BAGHDAD, Iraq – Senior Iraqi government officials said yesterday that a U.S. special-forces counterterrorism unit conducted the raid that killed a relative of Prime Minister Nouri al-Maliki, touching off a high-stakes diplomatic crisis between the United States and Iraq.
U.S. military officials in Baghdad had no comment for the second day in a row, an unusual position for a command that typically releases information on combat operations within 24 hours.
The raid occurred at dawn Friday in the town of Janaja, near al-Maliki's birthplace in the southern, mostly Shiite Muslim province of Karbala. Ali Abdulhussein Razak al-Maliki, who was killed in the raid, was related to the prime minister and had close ties to his personal security detail, authorities in Karbala said.
The incident puts an added strain on U.S.-Iraqi negotiations to draft a Status of Forces Agreement, a long-term security pact that will govern the conduct of U.S. forces in Iraq.

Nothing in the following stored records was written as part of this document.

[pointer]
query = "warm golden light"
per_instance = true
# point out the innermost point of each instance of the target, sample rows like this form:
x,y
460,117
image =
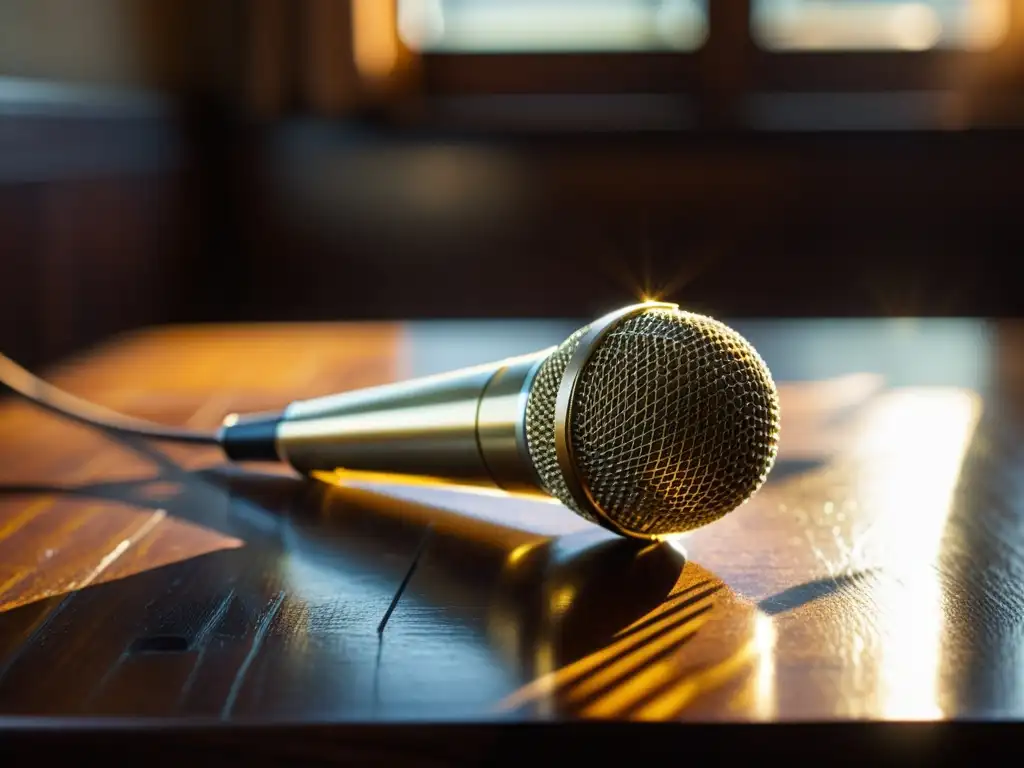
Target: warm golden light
x,y
916,442
764,683
374,40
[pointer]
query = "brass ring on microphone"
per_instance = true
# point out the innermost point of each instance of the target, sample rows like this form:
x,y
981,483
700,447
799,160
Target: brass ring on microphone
x,y
563,411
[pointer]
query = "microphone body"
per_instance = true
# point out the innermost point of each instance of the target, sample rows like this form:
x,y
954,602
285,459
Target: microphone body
x,y
648,421
466,427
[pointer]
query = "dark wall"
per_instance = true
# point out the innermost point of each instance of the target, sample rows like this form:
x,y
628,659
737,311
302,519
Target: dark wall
x,y
243,171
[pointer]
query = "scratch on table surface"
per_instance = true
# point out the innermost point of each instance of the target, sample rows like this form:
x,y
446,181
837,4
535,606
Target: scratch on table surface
x,y
409,574
22,518
111,557
258,636
201,640
34,632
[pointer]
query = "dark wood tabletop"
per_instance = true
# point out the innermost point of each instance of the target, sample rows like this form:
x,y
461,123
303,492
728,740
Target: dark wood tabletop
x,y
878,577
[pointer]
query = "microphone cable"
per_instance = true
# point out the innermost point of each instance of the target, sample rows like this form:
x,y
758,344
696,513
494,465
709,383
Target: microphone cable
x,y
56,400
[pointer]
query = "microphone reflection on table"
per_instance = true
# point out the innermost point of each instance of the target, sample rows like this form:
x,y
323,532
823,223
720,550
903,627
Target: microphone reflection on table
x,y
578,614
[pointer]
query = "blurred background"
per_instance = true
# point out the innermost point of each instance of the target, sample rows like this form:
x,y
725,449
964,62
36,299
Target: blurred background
x,y
291,160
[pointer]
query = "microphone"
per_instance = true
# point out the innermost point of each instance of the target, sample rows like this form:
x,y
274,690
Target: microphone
x,y
649,421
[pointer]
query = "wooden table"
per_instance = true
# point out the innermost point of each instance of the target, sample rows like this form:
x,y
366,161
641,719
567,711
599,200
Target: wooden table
x,y
156,592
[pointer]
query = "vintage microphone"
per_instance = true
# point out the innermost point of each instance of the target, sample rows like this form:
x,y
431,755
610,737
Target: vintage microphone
x,y
649,421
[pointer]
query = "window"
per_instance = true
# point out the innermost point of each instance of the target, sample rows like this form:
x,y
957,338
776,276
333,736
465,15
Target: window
x,y
552,26
879,25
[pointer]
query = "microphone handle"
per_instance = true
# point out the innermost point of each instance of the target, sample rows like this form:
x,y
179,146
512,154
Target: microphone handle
x,y
467,426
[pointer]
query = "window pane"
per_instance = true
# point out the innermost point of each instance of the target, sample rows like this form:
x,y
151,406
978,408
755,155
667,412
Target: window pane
x,y
535,26
880,25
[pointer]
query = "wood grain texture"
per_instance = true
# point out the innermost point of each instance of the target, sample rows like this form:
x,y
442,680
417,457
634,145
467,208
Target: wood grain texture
x,y
876,577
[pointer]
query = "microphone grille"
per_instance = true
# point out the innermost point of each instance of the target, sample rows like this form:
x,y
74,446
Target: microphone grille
x,y
674,422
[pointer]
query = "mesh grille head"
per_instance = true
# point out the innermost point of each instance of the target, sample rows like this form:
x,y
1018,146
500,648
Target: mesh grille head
x,y
675,422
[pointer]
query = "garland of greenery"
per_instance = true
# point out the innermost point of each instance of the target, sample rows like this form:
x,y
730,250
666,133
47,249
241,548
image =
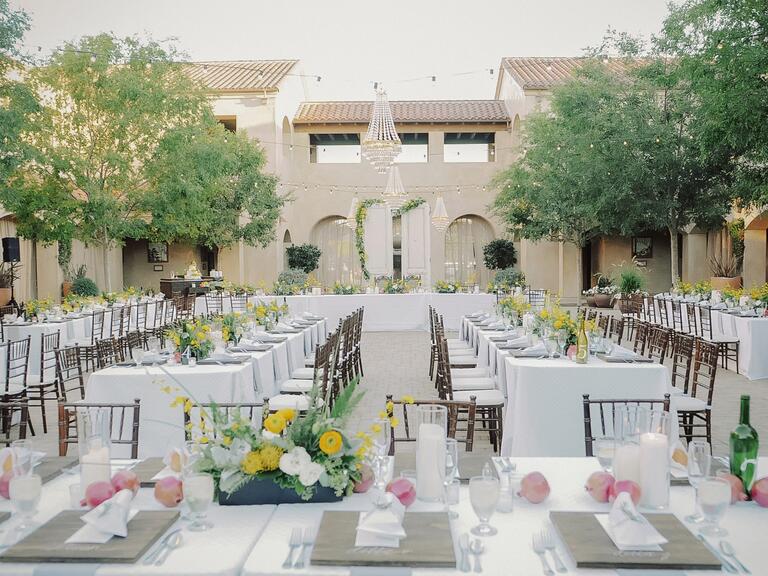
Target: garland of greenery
x,y
362,212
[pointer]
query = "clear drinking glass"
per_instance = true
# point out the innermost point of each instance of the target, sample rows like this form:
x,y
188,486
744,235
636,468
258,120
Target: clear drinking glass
x,y
198,494
483,495
24,492
713,496
699,462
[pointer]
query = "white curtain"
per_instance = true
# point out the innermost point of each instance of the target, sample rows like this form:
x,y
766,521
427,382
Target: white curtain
x,y
339,261
26,288
464,241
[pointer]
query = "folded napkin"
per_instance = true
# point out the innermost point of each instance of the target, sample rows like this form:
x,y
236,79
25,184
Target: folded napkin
x,y
381,528
629,529
108,519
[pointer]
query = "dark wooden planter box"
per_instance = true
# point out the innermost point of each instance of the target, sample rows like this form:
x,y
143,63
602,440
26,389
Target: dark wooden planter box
x,y
267,492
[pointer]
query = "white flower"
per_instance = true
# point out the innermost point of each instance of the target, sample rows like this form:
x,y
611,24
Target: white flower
x,y
294,461
310,473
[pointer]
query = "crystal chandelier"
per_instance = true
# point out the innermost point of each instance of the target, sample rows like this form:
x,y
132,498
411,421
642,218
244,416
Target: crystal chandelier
x,y
352,216
440,218
394,194
381,144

Members of the Iraqi government and security forces said the raid only deepened their reluctance to sign any agreement that did not leave Iraqis with the biggest say on when and how combat operations are conducted.
Outrage over the mysterious operation has spread to the highest levels of the Iraqi government, which is demanding an explanation for how such a raid occurred in a province ostensibly under full Iraqi command.